Consumer Prices Unexpectedly Decline, First Drop Since February 2016: Reality Check

by Mish

The Econoday consensus estimate was the CPI would be flat, instead, the BLS reports a decline of 0.3%.

This is the first month-over-month CPI decline since February 2016.

Highlights
Yesterday’s producer price report set up the disappointment for today’s report on consumer prices where the headline fell a very sharp and unexpected 0.3 percent in March. The core rate (less food & energy) fell 0.1 percent which is also unexpected.
Energy prices fell 3.2 percent in the month with gasoline down 6.2 percent. But excluding just energy, prices are still in the negative column, at minus 0.1 percent.
A special negative in the March report is communications which fell a very steep 3.5 percent and reflects cell phone plans which subtracted 1 tenth from both the headline rate and core. Yet other categories are also weak including apparel, down 0.7 percent, and transportation where prices, due to weakness for vehicles, fell 1.4 percent. Housing and medical, two centers of price traction, managed only 0.1 percent gains.
Year-on-year rates also moved lower, to 2.4 percent overall for a sharp 3 tenths decline and to 2.0 percent for the core which is 2 tenths lower. An increase for this closely watched core rate was expected.
The lack of price traction ultimately points to softness in overall demand for consumer goods and services. And though demand in the labor market is very strong, wage improvement has been only marginal. A report like this points to the need for steady monetary stimulus and will push back expectations for Federal Reserve rate hikes.

CPI Percent Change From Year Ago

CPI Components

Reality Check

Supposedly, health care commodities are up 3.9% and health cares services up 3.4% from a year ago. Does anyone believe those numbers?

For someone on Medicaid, Medicare, or those with a huge Obamacare subsidy, perhaps those numbers make sense. For those picking up their own insurance, those numbers likely look like Fantasyland lowball estimates.

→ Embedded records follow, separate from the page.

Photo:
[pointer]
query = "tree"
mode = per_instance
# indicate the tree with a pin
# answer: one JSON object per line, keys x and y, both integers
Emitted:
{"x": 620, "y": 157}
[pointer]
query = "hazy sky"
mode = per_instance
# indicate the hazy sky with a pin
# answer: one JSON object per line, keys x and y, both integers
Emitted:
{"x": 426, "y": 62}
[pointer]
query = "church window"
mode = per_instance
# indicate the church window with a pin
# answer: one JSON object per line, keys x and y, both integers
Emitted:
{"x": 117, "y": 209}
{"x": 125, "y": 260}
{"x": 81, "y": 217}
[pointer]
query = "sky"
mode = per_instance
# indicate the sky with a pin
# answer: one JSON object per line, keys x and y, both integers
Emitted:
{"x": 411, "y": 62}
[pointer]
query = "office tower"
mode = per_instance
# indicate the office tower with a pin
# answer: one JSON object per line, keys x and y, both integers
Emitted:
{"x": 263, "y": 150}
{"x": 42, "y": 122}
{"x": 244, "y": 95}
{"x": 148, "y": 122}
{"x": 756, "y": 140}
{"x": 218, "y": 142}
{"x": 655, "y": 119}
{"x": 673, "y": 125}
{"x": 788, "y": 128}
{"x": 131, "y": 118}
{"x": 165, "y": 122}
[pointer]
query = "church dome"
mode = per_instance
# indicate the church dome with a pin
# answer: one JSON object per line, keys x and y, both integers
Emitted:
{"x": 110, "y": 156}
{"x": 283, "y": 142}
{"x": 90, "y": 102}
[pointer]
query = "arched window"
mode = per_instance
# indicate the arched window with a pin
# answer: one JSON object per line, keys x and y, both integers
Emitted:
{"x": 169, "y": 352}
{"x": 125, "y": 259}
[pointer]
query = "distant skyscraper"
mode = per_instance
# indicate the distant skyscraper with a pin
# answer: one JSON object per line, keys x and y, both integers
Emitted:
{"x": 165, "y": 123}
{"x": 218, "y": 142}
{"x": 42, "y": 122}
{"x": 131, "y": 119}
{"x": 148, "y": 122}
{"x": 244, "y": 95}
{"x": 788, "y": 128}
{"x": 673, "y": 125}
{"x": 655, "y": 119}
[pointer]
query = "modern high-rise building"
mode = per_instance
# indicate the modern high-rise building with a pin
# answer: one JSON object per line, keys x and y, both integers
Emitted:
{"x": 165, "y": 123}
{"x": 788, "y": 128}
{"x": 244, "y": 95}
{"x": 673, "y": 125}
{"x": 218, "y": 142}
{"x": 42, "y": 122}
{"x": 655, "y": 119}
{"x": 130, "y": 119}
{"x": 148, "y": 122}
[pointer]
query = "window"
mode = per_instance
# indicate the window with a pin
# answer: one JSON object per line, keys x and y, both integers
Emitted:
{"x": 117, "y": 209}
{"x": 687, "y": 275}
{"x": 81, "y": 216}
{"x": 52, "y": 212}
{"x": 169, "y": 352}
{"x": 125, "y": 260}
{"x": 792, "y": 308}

The same applies to housing where the BLS does not look at actual home prices but instead looks at Owners’ Equivalent Rent (OER). Anyone looking to buy a home and anyone living in an area where rental units are in relatively short supply will have a completely different measure of price inflation than someone living in much of rural America or areas where there are no significant supply constraints.

Supposedly this all balances out. I assure you it doesn’t. Moreover, most prices other than raw commodities cannot be accurately measured in the first place.

Effect on GDP

From the point of view of a Fed that clearly wants to hike at least twice more this year, these are awful numbers. However, benign price inflation numbers will serve to boost real first-quarter GDP estimates.